A glass of 100% orange juice is a cholesterol-lowering powerhouse, as data shows drinking 750 milliliters (or a little over a cup) of this natural juice every day for 8 weeks may reduce LDL cholesterol levels in both normal and overweight people.
Instead of drinking your OJ, why not eat it? Using 100% orange juice in your oatmeal recipes gives your dish a nice citrusy taste along with a heart-healthy bonus. Simply boil 1 cup of quick cook oats with 1 cup of OJ and 1 ½ cup of water. Top your oats with pomegranate arils, slivered almonds, and a pinch of cinnamon for a breakfast that is anything but ordinary.
If you haven’t hopped on the turmeric train yet, this oatmeal recipe idea may just be the thing to hop on board. According to the results of a meta-analysis of randomized control trials that were published in Nutrition Journal, turmeric supplementation is linked to a reduction in LDL and triglyceride levels among people at risk for cardiovascular disease. While you may not be able to sneak a clinical dose of turmeric into your bowl of oatmeal, getting some of this spice certainly won’t cause harm to your heart health.
To make turmeric oats (AKA golden oats), simply add 1 teaspoon of ground turmeric to your already made oatmeal and enjoy!
The secret ingredient to an oatmeal that gives you some staying power along with cholesterol-lowering benefits is mashed garbanzo beans. In fact, after evaluating 26 randomized controlled trials that involved pulses consumption (including chickpeas), results showed that including these foods can significantly reduce LDL cholesterol levels.

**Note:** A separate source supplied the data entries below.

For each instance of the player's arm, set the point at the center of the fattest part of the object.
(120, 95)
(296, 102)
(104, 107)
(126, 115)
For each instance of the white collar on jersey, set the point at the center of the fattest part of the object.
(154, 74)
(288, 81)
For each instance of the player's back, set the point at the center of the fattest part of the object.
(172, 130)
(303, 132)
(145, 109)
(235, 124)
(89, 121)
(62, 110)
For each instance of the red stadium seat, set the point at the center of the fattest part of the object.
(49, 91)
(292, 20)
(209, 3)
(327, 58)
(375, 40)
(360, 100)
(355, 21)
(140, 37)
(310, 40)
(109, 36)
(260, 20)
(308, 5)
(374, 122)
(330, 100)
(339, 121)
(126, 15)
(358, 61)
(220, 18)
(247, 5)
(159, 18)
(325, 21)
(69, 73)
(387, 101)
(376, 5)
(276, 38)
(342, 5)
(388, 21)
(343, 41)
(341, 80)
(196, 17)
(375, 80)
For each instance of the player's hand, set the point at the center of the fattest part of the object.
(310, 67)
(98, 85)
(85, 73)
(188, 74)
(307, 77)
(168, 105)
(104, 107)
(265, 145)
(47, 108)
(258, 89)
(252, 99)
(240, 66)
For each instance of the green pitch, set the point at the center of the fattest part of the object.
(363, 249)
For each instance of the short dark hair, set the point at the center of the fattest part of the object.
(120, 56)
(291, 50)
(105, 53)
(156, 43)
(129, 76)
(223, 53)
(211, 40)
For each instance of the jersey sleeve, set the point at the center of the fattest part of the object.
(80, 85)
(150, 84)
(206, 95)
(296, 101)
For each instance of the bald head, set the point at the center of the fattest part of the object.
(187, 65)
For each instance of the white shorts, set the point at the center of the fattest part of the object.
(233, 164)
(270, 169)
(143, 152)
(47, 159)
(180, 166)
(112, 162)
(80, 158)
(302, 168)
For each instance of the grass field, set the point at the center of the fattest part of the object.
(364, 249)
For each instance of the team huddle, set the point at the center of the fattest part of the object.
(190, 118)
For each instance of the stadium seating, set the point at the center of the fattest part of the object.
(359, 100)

To make a powerhouse oatmeal, simply add ¼ cup of washed, rinsed, and mashed chickpeas to your oatmeal and top it with whichever good-for-you toppings you like. Not only will you get heart-health benefits, but you will also get a boost of fiber and protein to help keep you satisfied until lunchtime.
We all know (and love) a classic acai bowl on a warm summer day. But when the weather dips, the last thing we want is an icy and fruity bowl to start our morning.
You can still enjoy the taste and benefits of acai while also scarfing down a cozy bowl of oatmeal. Since acai has favorable effects on plasma HDL metabolism, cutting this berry out of your diet during the chilly season would be a shame.
Adding some acai powder or thawed acai puree to your oatmeal will result in a gorgeous-colored bowl of goodness that is loaded with antioxidants. Top with fresh fruit and a dollop of natural nut butter for an acai bowl-like breakfast that is a bit more stick-to-your-ribs for the wintertime.
Savory Mushroom Oatmeal
Oatmeal doesn’t have to be just for breakfast. Savory oatmeal can be super-satisfying and can help you get important nutrients in your diet, especially if you aren’t a breakfast eater.
Savory mushroom oatmeal is equally nutritious and delicious. And thanks to the addition of mushrooms, you will get a double dose of those cholesterol-lowering beta-glucans, as mushrooms naturally contain this same fiber as oats do.
To make savory mushroom oatmeal, cook your oats in chicken broth instead of water, and stir in sautéed mushrooms, onions, garlic, and spinach. Top the dish with some fresh parmesan cheese and enjoy your simple and veggie-rich dinner!